Bounded maps are encoded by first encoding the size (the number of used elements) of the bounded map, followed by the SPL binary encodings of the individual elements (pairs of keys and values) in the map, including the unused elements (using the default value of the element type), followed by a series of Boolean encodings that represent whether the previously encoded elements are used or unused in the map. Similar to a set, the used elements in a map can be dispersed. Both the number of elements that are encoded and the number of Boolean that is encoded for tracking which elements are used, are always equal to the bound of the map. Each element in a bounded map contains a key and value, and the key is encoded before the value. The size of the bounded map is encoded using the smallest SPL unsigned integer type that can hold the bound of the map. See bounded lists for more details.
Tuple types are encoded by following the order of the attributes that are specified in the SPL language definition of the tuple type and encoding each attribute using SPL's binary encoding for the attribute type. Attribute names are not encoded.
Optional types are encoded by first setting a single byte to 1
if
the optional type has a data value, or to 0
if there is no data value (the value of
the optional type is null
).
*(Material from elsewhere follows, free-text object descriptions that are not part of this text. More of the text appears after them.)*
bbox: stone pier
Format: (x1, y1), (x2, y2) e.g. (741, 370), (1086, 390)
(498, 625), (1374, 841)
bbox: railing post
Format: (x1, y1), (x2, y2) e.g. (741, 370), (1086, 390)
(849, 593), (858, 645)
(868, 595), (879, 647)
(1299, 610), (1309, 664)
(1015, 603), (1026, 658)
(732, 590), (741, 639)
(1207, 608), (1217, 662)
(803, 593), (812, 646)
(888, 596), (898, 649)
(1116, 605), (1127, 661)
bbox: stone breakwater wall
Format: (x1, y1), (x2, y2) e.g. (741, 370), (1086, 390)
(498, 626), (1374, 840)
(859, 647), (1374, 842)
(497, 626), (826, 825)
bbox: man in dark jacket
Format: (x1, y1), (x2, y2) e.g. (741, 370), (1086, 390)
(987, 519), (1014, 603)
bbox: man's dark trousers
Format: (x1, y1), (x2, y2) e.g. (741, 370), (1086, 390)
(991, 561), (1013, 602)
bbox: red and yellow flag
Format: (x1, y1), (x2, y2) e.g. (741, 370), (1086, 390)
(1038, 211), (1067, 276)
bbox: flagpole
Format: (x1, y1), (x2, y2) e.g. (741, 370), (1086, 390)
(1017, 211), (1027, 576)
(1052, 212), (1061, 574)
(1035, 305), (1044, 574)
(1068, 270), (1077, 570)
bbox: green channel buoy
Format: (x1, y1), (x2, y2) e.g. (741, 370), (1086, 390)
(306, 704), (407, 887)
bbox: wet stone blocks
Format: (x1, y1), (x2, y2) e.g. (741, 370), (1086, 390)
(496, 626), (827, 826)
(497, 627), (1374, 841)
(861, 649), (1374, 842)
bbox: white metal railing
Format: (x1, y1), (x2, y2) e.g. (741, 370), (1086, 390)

If the optional type has a data value, this is
followed by the SPL binary encoding of the data value, otherwise there are no additional bytes.
Enumerations are encoded using an uint32
that
represents the index of the enumeration value in the list of valid
values as they appear in the SPL language definition of the enum type.
XML values are encoded as a 1-byte version number with
value 0x01
, followed by the XML value that is encoded
as an rstring
.
C++ APIs provided for serializing and deserializing SPL types also support a non-NBF, native encoding. The native encoding follows the same encoding scheme except that it does not employ NBF for encoding individual pieces.
The binary encoding is also used at the transport layer for communicating across PEs. The largest tuple that can be transported across PEs can have at most 2ˆ32-1 bytes when encoded in binary.